The supervised classification machine learning model gives a predictor for if an individual customer will complete an offer. The difficulty level, income, age, channel and offer types are among the topic importance for the model. The model accuracy (F1 score) is ~0.8. On the other hand, the offer completed rate is 45.5%. The predictor has much higher probability to target potential customers who can complete offers, and helps Starbucks to significantly increase offer completed rate.

Reflection

The most difficult part of this project is to split the transcript dataset and well define the problem. Do we want a prediction model based on individual customer? Or do we want a prediction model based on both customers and offers?
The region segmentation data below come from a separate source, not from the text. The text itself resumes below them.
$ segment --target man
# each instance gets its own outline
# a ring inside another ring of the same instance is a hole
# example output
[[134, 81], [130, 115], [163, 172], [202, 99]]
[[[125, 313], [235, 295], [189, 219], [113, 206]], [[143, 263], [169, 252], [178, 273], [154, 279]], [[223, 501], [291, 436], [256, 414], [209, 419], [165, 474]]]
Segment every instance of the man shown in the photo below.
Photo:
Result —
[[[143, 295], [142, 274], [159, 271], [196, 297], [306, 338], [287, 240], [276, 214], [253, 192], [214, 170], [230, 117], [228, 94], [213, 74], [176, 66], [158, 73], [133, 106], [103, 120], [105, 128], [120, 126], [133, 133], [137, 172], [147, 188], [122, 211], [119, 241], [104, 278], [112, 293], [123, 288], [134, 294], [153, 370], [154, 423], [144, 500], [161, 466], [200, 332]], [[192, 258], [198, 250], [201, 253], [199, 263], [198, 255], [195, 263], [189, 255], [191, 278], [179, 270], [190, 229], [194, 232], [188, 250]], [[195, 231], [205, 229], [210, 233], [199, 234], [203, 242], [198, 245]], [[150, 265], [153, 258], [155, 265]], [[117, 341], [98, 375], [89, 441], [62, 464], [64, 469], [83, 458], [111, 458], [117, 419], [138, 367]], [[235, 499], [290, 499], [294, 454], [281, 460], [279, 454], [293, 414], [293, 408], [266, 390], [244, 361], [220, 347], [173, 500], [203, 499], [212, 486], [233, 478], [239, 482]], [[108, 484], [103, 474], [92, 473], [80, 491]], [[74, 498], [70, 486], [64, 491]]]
I chose the second question, and combine transcript entries of same customer and offer as one record.

I enjoyed the data analytics part to find the customer behavior, which depends on offer information such as difficulty level, duration, and offer type. In general, the whole project is really interesting.

Improvement

For the future improvement I will use a wider range of grid search to fine tune model parameters to improve the model accuracy. In order to do this, I need to use GPU to accelerate the computing ability.

Another direction is to use the data analytic results to build a better model. For example, since informational offers never get completed, in the model I can construct if and else such as

if offer type is informational → not completed
else → go to the machine learning model

The above method based on the analytic results can also improve the model accuracy.